For a brief moment, Chicago, you were living in a wonderland of locally produced s'more-themed beers. Did you miss it?
The s'more party started when Pipeworks' S'more Money, S'more Problems came out mid-winter, and newcomer Cahoots Brewing followed up with their No S'more imperial stout last month. Then there's Off Color Brewing's Dino S'mores, which has been available for the last couple months, and I was just able to try it this week.
After starting off strong with under-represented styles like their Troublesome gose and Scurry kotbusser, a sweet and sticky Russian Imperial Stout seems somewhat mainstream for an Off Color release. Brewer John Laffler explained that it's a recipe that's been floating around since before Off Color even existed. Laffler originally made it with Danish brewery Amager as a collaboration with Kristina Bozic at West Lakeview Liquors.
"We made it and we released it and we looked around, and we're like, 'Well, shit. We're out alongside two other s'mores beers,'" Laffler says. "So this beer that I fuckin' brewed like a year ago and have had formula approval sitting out forever... Yeah, it's funny how the market works like that sometimes."

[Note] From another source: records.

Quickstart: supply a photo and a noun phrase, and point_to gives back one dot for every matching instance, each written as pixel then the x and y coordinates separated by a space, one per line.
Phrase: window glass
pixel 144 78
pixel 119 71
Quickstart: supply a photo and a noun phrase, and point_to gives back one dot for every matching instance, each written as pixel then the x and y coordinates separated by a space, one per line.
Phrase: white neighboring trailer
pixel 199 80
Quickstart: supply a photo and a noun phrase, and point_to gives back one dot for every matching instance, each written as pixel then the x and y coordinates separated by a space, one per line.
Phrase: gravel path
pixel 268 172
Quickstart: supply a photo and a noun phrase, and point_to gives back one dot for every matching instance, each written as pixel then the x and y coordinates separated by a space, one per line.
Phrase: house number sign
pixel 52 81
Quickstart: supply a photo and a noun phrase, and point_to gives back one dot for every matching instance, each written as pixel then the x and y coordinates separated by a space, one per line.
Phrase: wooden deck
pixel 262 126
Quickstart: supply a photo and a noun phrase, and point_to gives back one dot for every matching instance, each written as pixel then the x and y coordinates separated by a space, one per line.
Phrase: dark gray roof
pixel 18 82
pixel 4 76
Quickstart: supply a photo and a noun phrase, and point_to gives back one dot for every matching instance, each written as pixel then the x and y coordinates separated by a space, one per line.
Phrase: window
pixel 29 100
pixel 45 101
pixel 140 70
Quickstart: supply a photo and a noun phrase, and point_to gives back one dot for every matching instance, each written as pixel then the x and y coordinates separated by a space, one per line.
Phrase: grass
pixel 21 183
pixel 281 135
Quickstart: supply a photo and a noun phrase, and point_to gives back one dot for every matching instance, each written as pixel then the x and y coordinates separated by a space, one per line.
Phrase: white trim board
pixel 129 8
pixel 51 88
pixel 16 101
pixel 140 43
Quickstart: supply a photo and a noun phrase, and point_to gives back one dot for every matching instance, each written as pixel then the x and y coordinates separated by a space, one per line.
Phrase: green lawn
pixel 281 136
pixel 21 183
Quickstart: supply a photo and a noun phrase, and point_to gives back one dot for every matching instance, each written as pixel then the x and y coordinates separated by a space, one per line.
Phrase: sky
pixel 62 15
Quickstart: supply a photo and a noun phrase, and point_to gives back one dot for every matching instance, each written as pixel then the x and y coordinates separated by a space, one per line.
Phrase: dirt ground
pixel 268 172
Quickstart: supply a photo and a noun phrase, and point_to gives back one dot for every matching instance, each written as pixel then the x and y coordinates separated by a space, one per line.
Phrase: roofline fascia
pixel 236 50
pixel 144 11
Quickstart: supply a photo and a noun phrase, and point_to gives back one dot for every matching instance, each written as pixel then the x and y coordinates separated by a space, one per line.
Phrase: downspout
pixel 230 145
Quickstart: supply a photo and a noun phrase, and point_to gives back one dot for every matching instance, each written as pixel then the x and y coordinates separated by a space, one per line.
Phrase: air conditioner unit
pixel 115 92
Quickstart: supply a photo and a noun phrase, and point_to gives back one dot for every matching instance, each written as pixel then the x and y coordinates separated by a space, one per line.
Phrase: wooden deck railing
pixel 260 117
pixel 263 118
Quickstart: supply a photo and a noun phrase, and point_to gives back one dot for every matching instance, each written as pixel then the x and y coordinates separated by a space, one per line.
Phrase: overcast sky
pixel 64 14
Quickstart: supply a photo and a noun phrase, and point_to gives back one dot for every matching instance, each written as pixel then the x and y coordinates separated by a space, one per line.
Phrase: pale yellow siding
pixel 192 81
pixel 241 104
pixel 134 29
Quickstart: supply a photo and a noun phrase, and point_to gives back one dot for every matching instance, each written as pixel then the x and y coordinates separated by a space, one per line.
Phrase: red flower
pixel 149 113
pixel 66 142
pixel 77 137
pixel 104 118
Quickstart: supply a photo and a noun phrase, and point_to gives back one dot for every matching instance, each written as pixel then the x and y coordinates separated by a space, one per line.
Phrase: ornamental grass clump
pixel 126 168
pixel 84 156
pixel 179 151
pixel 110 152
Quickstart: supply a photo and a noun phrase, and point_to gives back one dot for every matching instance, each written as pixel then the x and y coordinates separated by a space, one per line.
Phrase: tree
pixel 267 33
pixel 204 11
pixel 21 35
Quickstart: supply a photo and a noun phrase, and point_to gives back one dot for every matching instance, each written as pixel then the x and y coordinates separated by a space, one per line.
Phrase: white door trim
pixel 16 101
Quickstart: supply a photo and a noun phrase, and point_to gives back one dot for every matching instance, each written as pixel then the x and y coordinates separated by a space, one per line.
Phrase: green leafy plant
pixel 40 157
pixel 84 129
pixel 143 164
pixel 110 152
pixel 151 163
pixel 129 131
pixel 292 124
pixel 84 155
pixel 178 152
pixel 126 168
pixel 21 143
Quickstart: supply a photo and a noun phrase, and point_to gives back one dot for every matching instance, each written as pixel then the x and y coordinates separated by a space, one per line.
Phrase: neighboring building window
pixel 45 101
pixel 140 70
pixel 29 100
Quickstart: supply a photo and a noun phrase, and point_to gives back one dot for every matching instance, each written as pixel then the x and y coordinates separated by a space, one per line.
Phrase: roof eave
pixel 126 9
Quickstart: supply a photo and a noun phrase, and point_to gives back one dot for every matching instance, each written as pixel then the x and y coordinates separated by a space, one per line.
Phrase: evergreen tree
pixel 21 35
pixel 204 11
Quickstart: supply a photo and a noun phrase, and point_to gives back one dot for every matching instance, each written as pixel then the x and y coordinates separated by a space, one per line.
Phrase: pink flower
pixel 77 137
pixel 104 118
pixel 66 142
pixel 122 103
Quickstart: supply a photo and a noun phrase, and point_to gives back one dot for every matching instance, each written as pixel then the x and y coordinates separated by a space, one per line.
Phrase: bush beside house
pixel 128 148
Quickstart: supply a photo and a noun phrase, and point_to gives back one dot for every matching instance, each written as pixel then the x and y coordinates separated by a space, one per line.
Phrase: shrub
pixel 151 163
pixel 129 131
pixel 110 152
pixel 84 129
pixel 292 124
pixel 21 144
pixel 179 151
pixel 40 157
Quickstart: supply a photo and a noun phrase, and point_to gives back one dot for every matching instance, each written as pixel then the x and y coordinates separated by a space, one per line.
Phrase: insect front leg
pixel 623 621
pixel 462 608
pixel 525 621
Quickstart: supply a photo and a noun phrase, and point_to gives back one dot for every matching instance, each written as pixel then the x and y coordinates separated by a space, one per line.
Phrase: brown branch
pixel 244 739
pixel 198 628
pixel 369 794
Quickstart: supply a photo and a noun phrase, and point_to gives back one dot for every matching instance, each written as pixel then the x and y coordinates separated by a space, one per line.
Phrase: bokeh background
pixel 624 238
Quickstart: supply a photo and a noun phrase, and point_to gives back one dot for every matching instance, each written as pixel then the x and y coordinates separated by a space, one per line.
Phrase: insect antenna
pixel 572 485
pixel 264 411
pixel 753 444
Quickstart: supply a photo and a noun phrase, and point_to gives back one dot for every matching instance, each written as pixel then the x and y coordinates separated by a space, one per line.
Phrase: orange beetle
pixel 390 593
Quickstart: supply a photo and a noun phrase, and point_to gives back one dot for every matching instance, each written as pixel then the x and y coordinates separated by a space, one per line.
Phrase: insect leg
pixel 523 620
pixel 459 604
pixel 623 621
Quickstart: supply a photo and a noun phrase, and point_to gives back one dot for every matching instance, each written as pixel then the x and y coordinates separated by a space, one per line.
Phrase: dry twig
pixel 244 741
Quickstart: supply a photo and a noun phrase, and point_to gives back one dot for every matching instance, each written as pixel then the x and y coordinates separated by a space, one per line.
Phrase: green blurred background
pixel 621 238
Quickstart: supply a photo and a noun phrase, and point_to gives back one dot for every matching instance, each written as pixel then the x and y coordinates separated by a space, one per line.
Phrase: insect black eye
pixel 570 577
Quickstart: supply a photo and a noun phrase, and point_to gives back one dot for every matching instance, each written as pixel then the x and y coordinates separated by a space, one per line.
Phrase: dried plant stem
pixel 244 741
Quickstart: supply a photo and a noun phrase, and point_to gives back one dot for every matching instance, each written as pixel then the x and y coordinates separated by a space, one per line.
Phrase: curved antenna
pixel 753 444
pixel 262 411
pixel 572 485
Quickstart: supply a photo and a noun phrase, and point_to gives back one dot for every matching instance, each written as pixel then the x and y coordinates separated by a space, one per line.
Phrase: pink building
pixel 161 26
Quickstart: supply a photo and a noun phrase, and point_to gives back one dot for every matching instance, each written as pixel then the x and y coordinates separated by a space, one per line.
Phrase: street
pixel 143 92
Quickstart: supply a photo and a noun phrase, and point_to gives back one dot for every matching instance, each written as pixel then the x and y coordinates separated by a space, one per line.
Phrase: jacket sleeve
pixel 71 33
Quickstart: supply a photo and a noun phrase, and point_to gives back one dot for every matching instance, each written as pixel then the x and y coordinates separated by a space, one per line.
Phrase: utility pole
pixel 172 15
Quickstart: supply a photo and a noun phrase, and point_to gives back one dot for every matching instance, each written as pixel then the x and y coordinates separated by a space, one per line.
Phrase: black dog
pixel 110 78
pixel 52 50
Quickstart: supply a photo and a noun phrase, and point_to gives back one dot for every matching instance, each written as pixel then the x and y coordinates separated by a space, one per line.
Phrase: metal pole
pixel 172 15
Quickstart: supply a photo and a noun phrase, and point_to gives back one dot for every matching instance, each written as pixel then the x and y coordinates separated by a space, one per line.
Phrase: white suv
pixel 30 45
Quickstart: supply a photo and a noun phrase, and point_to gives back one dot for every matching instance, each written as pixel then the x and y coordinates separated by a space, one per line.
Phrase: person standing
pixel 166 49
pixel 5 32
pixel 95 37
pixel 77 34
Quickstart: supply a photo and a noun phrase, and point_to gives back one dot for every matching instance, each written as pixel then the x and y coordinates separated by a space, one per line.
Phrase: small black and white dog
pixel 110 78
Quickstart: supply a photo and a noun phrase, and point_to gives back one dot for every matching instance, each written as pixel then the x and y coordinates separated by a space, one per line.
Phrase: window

In my experience, not all beers deliver the the promise of the name on the label. But with this beer, while I can't claim I know what dinosaur tastes like, the s'mores part is spot on. All it's missing is the campfire.
More than anything, this beer is a testament to how sexy a beer can taste. Before we even get to the flavor, let's talk about how just the body of the beer alone is velvet-Elvis-smooth; black and syrupy and capital-R Rich. It's practically silken from, as Laffler puts it, the "fuck-ton of oats" in the grain bill along with a massive amount of hand-stripped vanilla beans—28 man hours worth of effort went into getting those in there—that adds "a lusciousness that's hard to get anywhere else." Pour this on the bar and you feel like you could smear it with a spatula.
Sweetly aromatic and candy-bar delicious, the vanilla matches with graham cracker from the flour and the malt, and then it's savory chocolate all the way down. It's not however, a beer that's chock full of actual s'more ingredients, even though there are marshmallow and graham cracker in there.
"Marshmallows are basically just... corn syrup, artificial vanilla extract and gelatin," Laffler says. "Is there some of that in there? Yes, because legally there has to be [to include it on the label]. But like 98% of the flavor comes from the vanilla beans themselves. Mostly it's just aromatics. So you give people the aroma, aroma is like 85% of taste. The mash is by no means half graham crackers or anything like that. We can create those flavors through malt selection."
Dino S'mores can be found on draft and a small release of bottles will follow as well. Plus, a small amount of barrel-aged beer will be ready when it's ready.